The Court also gave great deference to the parties' freedom to contract, and their agreement that "the arbitrators shall not have the power to commit errors of law or legal reasoning, and the award may be vacated or corrected on appeal to a court of competent jurisdiction for any such error," which the court found was explicit and unambiguous.
It reasoned that the CAA and California public policy favoring arbitration without the complications of traditional judicial review are based on the parties' expectations as embodied in their agreement. Thus, "policies favoring the efficiency of private arbitration as a means of dispute resolution must sometimes yield to its fundamentally contractual nature, and to the attendant requirement that arbitration shall proceed as the parties themselves have agreed."

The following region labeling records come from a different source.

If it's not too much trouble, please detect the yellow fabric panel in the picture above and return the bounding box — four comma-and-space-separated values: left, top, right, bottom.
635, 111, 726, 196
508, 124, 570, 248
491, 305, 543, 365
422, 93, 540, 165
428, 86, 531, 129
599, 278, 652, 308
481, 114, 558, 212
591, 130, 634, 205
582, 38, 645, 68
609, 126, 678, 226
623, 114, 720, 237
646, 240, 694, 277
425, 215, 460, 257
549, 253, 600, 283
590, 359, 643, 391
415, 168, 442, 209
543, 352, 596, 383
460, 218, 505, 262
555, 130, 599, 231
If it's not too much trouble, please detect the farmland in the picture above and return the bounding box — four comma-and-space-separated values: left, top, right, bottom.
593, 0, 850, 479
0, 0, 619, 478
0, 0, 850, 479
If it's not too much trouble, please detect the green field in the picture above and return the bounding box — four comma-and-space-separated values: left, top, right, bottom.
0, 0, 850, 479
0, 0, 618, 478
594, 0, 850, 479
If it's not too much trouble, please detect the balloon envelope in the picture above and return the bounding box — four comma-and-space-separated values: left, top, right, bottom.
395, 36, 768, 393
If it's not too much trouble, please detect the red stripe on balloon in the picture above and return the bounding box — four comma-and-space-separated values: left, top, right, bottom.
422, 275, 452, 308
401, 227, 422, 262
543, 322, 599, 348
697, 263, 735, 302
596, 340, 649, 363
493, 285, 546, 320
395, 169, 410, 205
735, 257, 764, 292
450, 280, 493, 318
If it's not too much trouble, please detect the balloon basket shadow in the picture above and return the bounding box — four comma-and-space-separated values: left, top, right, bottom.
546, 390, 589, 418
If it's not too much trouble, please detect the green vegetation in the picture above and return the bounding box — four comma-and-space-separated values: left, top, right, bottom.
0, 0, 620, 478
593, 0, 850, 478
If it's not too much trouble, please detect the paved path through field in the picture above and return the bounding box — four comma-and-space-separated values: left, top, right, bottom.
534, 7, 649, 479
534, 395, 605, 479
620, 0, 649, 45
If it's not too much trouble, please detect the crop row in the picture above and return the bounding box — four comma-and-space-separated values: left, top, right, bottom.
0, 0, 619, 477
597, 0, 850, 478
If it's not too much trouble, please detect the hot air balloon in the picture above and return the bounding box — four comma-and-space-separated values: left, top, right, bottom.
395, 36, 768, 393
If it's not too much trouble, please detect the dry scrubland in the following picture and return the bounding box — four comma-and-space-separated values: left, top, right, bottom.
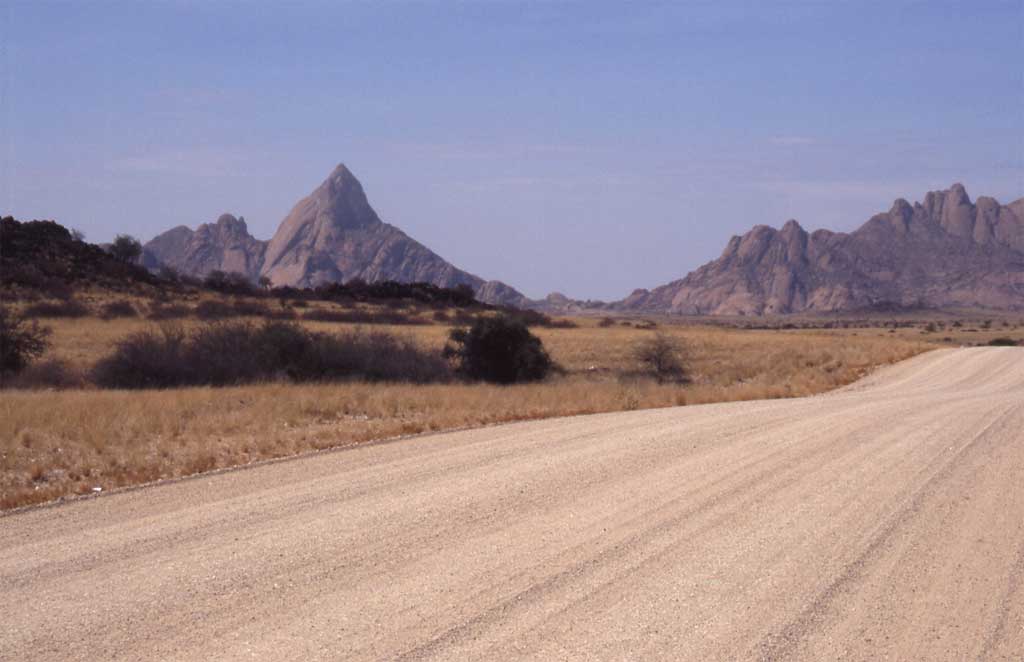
0, 297, 954, 508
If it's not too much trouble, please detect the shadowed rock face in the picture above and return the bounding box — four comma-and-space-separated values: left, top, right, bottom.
616, 183, 1024, 315
145, 165, 525, 305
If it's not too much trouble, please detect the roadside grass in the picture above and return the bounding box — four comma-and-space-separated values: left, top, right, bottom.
0, 318, 936, 508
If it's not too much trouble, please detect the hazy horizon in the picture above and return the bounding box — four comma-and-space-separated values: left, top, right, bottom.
0, 1, 1024, 299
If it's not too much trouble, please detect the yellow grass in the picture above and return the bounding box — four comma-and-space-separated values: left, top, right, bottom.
0, 319, 933, 508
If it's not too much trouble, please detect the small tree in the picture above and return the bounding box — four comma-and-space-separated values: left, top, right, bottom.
444, 315, 555, 384
634, 333, 687, 383
111, 235, 142, 262
203, 268, 227, 290
0, 306, 50, 375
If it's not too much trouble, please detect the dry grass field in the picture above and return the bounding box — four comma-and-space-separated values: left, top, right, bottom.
0, 299, 966, 508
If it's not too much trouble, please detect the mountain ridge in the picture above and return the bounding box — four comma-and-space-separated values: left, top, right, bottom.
144, 164, 527, 305
611, 183, 1024, 315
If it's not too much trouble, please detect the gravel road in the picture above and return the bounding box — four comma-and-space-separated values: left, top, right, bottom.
0, 347, 1024, 662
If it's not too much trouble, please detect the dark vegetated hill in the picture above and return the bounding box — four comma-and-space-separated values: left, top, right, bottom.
0, 216, 161, 296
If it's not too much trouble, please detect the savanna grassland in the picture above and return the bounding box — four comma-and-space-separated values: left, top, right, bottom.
0, 286, 991, 508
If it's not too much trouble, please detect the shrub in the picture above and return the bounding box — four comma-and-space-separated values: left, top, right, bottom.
231, 299, 270, 318
92, 322, 451, 388
25, 299, 89, 319
194, 299, 236, 320
634, 333, 687, 383
99, 300, 138, 320
145, 302, 189, 322
90, 324, 187, 388
0, 306, 50, 376
444, 315, 554, 384
110, 235, 142, 262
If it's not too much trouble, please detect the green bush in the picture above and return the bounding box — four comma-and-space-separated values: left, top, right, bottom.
444, 315, 555, 384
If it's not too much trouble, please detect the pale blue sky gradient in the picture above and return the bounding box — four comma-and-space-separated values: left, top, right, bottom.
0, 0, 1024, 299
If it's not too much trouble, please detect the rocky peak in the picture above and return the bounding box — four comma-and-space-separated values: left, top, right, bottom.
614, 183, 1024, 315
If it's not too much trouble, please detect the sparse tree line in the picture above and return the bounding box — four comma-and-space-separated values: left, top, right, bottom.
0, 307, 557, 388
0, 307, 687, 388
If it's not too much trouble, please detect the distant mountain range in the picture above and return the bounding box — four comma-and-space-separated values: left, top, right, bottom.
143, 165, 526, 306
144, 170, 1024, 316
613, 183, 1024, 315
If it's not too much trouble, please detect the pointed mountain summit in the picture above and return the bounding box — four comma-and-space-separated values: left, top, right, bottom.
615, 183, 1024, 315
145, 164, 526, 305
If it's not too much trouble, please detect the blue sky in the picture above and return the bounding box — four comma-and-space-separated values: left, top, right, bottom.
0, 0, 1024, 299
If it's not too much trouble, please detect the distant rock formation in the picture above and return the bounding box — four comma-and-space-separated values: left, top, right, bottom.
145, 165, 526, 305
143, 214, 266, 280
614, 183, 1024, 315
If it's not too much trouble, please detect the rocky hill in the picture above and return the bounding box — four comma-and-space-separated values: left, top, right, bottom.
613, 183, 1024, 315
0, 216, 158, 295
145, 165, 525, 305
144, 214, 266, 280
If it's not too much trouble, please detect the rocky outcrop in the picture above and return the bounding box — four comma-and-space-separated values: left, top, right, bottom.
145, 165, 526, 305
615, 184, 1024, 315
143, 214, 266, 281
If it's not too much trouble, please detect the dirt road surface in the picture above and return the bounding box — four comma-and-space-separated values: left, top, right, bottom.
0, 347, 1024, 662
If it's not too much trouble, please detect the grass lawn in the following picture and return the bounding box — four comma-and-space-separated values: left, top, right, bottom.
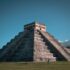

The Court also reasoned that allowing parties to define the scope of judicial review in arbitration agreements allows for predictability in the business world because parties are best situated to weigh the advantages of traditional arbitration against the benefits of court review for the correction of legal error.
In the wake of Cable Connection and Hall Street, the enforceability of arbitration agreements providing for expanded judicial review will largely depend on the agreement's choice of law and venue provisions. Clauses broadening judicial review beyond the grounds stated in the FAA will not likely be enforceable in cases pending in federal court. However, after Cable Connection, state courts in California (and presumably other states that follow suit) will enforce such clauses so long as the arbitration agreement is explicit and unambiguous, the agreement is to be arbitrated under the CAA, and the scope of review accords with the statutory grounds for review.
Thus, rather than adopting an arbitration provider's form clause, careful consideration should be given to the contours of the arbitration clause to be used in an agreement, particularly when California law is to apply. Clauses that allow for judicial review by a state court for errors of law could eviscerate the efficiencies of arbitration, but protect both parties from results that fail to do justice.